Q: The reason why many economists are frantically scaling down their GDP targets is because so many parallels are being drawn to the 1991 crisis where we had India and a balance of payments (BoP) crisis and where there was a need to ask for a credit line from the IMF, do you think the situation has become that severe?
A: No, I think it is important to understand for all the problems India has, this is not playing out the way 1991 necessarily played out and I tell you exactly why. Equally this is not what Asia went through in 1997. That doesn’t mean that the situation in India cannot worsen further. It certainly can. However, one very important differentiating factor is RBI’s own non-intervention approach towards the currency. Typical traditional BoP crisis in an EM is when Central Bank steps in, draws a line at an unrealistic currency level and soon they exhaust their reserves, don’t have anything, there is a speculative attack and they have to go to fund to sign up for a conditional rescue package.
For all the criticism RBI has got and for all miscommunication, allegations etc that are out there, this is one approach which has been a saving grace. It has not been without cost because rupee depreciation has been a lot more unnerving but we would be in a far more difficult problem much earlier if RBI had intervened and drawn a line and run down their reserves altogether. There are qualitative differences that should not be ignored, people just take off on a handle and there is a kitchen sinking happening.
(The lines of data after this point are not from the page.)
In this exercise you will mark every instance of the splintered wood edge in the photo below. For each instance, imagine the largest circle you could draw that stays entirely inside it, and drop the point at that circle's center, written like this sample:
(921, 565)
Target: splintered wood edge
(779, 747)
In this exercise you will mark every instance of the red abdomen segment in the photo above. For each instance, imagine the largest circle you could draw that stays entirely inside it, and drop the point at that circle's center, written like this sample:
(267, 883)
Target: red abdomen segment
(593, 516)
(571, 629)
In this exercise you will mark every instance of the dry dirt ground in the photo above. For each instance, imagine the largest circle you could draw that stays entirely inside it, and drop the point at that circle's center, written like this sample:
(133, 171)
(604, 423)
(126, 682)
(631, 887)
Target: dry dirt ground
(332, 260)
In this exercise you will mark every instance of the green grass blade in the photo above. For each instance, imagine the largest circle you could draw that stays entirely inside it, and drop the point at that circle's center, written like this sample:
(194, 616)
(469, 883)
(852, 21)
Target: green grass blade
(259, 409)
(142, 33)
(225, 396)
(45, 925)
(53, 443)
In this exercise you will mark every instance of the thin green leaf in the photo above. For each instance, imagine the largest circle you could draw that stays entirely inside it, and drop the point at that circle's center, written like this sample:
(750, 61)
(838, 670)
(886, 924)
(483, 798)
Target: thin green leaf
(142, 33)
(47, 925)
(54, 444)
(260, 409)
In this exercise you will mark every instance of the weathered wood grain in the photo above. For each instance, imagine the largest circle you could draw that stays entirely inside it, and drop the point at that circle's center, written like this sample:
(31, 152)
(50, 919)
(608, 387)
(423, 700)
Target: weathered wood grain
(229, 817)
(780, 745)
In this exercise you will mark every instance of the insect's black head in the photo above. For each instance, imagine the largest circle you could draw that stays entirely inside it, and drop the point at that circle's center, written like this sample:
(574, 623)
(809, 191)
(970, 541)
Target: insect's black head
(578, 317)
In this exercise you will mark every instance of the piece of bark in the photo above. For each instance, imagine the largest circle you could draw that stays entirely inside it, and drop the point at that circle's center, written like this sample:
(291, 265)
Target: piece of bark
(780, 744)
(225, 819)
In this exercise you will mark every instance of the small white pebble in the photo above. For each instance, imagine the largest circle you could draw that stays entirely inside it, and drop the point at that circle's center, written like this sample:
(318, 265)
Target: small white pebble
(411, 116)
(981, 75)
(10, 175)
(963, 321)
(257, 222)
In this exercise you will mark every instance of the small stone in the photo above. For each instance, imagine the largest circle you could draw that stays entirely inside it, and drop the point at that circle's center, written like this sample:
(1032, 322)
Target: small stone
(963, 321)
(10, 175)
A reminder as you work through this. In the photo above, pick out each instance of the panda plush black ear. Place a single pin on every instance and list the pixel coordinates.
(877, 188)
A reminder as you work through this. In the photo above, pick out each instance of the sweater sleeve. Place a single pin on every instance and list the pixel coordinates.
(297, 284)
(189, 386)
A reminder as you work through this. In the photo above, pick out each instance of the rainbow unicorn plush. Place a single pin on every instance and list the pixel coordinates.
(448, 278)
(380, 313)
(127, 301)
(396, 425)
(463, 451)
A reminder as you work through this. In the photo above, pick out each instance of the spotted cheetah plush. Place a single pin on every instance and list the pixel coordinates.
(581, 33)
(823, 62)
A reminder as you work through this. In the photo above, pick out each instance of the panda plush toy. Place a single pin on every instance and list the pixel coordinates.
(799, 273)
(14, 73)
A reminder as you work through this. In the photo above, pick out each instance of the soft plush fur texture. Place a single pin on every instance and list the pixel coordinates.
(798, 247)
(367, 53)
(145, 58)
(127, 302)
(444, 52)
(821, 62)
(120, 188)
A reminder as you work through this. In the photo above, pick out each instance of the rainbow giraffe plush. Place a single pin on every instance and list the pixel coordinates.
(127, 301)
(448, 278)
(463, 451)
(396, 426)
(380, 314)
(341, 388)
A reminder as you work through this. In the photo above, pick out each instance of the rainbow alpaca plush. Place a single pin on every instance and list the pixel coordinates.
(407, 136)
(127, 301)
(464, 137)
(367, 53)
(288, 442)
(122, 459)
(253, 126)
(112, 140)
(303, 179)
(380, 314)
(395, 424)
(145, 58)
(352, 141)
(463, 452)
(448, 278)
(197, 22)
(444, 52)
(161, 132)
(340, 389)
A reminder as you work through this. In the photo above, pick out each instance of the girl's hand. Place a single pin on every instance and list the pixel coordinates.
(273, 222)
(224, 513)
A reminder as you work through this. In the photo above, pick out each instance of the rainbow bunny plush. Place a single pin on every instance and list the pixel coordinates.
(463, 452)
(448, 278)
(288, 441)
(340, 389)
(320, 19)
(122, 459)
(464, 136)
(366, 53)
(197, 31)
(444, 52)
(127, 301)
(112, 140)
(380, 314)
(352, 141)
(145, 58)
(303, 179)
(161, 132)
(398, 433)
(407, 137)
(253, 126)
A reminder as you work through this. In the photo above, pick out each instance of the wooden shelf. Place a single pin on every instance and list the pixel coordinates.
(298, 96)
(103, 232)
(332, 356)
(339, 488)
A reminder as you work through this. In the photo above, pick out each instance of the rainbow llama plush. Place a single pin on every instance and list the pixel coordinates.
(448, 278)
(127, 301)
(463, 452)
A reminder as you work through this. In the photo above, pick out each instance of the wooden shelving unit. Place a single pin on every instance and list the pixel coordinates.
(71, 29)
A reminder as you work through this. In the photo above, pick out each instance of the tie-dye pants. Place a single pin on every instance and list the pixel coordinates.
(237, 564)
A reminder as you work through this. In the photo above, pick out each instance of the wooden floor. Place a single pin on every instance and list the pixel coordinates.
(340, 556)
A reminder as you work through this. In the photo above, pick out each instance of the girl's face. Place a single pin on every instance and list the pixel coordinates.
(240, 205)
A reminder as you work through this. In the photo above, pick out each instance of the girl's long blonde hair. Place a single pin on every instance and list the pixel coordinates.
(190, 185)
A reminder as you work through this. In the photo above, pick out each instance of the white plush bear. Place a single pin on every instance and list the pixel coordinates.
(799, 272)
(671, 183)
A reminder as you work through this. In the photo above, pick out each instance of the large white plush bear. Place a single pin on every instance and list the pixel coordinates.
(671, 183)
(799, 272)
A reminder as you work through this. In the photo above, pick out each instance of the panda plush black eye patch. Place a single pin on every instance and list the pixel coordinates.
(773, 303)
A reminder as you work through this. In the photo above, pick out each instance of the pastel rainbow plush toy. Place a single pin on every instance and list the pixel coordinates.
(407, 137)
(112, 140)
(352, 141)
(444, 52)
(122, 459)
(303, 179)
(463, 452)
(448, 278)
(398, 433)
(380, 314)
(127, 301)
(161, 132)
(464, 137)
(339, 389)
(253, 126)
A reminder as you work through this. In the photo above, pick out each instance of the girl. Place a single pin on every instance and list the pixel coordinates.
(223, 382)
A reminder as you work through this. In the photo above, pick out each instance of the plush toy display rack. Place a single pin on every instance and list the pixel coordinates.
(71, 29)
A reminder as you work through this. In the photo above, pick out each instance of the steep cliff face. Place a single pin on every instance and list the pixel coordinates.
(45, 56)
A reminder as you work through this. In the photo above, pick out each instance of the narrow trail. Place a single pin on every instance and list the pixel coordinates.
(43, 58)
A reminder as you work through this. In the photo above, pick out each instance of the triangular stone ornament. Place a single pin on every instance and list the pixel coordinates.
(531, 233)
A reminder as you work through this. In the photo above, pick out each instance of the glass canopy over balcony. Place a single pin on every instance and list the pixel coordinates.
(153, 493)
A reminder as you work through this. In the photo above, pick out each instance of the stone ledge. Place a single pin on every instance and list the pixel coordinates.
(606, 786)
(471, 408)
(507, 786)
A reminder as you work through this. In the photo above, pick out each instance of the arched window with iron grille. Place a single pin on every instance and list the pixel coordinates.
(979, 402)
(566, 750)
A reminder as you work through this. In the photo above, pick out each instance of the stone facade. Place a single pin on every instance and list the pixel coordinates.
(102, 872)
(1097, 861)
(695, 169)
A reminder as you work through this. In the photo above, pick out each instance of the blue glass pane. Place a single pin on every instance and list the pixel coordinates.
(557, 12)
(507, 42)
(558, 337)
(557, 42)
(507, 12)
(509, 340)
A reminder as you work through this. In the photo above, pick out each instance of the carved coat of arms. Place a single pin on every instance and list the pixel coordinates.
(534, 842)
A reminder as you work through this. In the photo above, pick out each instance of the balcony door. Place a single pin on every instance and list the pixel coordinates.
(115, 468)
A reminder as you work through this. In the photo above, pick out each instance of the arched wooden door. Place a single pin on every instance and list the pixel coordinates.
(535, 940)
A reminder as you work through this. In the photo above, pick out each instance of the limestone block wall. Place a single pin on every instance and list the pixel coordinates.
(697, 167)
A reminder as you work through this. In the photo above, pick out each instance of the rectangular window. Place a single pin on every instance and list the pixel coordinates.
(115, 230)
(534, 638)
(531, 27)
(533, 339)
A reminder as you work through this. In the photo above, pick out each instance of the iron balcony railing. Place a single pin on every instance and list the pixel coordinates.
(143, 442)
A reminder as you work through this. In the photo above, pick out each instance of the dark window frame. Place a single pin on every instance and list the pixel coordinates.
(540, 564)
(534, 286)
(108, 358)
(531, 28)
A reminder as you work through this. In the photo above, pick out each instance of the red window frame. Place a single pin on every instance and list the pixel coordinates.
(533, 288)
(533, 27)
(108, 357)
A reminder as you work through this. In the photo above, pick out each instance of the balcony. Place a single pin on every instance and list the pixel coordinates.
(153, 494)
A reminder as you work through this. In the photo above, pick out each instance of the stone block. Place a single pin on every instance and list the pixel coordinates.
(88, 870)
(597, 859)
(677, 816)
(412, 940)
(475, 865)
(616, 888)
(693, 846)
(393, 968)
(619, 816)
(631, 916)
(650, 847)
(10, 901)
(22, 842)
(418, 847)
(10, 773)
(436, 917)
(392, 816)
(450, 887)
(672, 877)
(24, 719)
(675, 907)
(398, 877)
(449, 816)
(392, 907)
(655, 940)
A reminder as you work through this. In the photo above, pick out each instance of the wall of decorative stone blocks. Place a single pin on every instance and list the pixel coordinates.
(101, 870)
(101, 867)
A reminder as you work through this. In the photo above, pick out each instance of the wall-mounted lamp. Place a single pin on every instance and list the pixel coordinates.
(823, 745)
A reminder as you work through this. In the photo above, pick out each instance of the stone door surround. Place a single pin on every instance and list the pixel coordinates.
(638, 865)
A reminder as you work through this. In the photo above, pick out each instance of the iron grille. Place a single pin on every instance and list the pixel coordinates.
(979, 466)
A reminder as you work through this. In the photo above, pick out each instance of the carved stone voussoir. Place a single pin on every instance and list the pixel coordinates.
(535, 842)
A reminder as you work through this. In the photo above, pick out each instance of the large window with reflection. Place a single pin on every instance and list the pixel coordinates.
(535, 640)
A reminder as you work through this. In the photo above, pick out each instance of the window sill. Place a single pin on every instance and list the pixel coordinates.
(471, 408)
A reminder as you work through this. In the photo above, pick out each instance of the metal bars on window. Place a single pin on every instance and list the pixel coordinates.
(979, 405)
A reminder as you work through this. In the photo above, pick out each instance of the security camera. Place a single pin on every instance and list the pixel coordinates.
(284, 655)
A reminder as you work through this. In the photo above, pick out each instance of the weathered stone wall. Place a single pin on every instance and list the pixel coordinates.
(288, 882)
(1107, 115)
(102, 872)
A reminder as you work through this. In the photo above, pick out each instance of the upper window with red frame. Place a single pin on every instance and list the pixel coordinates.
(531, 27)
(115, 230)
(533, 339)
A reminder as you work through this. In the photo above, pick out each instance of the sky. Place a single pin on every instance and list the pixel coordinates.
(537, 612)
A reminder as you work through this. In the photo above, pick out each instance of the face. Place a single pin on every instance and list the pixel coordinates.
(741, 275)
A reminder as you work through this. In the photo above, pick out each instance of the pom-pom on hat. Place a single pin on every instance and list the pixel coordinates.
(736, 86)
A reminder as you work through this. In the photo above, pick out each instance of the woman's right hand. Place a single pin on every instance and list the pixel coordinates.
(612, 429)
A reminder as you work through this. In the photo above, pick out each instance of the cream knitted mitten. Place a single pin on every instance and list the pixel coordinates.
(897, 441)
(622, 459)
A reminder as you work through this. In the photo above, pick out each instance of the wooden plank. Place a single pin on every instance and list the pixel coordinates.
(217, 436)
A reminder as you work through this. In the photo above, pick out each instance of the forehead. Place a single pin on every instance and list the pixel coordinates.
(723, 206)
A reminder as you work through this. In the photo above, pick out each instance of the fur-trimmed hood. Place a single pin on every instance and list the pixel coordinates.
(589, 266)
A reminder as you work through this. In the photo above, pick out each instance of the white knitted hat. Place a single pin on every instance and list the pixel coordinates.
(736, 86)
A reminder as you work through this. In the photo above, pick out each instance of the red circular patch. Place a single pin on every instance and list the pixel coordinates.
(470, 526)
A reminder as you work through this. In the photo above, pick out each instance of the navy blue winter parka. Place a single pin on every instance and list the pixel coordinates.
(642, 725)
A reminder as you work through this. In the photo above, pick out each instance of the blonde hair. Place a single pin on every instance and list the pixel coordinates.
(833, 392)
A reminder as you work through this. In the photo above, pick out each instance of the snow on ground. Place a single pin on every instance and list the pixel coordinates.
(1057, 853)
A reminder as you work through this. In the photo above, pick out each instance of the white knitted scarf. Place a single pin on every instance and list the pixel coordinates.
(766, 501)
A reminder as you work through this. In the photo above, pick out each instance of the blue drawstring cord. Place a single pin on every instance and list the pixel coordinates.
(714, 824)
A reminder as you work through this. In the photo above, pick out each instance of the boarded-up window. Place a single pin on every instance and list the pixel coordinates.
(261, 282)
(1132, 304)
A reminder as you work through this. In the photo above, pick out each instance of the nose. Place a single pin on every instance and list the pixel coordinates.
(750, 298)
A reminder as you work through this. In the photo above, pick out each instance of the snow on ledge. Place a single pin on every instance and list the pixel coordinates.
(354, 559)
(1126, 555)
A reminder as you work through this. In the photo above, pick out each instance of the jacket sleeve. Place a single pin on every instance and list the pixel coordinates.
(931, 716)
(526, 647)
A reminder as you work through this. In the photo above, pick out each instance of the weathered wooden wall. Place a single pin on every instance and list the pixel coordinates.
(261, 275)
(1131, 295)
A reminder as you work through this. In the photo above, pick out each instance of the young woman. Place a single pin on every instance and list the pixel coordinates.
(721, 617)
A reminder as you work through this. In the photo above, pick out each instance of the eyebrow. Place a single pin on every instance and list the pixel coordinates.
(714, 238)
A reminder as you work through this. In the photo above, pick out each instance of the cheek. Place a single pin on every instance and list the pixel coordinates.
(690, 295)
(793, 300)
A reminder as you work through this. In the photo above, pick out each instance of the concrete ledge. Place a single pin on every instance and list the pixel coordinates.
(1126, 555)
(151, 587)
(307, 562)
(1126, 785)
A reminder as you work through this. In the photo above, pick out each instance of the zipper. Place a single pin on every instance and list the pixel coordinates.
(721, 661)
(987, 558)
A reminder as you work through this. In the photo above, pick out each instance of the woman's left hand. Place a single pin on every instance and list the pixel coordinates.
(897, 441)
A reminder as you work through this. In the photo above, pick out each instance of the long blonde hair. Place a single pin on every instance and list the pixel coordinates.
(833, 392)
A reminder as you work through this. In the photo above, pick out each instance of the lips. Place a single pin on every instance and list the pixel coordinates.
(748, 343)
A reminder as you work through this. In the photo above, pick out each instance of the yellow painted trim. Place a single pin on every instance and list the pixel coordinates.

Q: You said chunky diesel price hike is much needed at this point, how much do you think will solve the problem, Rs 3-5 per liter is being talked about but forget about what is politically feasible, realistically how much do you think we could eke out?
A: What they need to do is get rid of the full under-recovery, they cannot do it in one go, so you do let us say 50 percent in one go and you come up with an accelerated adjustment over a six-month period. People want to see that kind of a stern strong policy action. So the political mandarins have got their food security bill, will probably get the real estate bill as well those are the negatives. Can we get some positives for a change now?
Q: Where do you see the rupee now, do you think that 70/USD is still round the corner that we are doing some band-aid stuff and the one that came overnight was genuinely a sensible one, but still 70/USD is round the corner and cannot be avoided?
A: Rupee is both oversold and undervalued. That does not mean it necessarily needs to go to its theoretical fair value in a hurry. We will see a bit of a respite but at least a framework I have used for the last couple of years still stands given India’s high relative inflation, the fact that a lot of the corrective actions are going to take time and of course the global environment is going to be more hostile in terms of less easy liquidity, rupee’s broader adjustment is not over.
We will see some respite but we will cross 70/USD although not necessarily in a hurry unless globally things go back or we see more mishap as far as policymakers are concerned.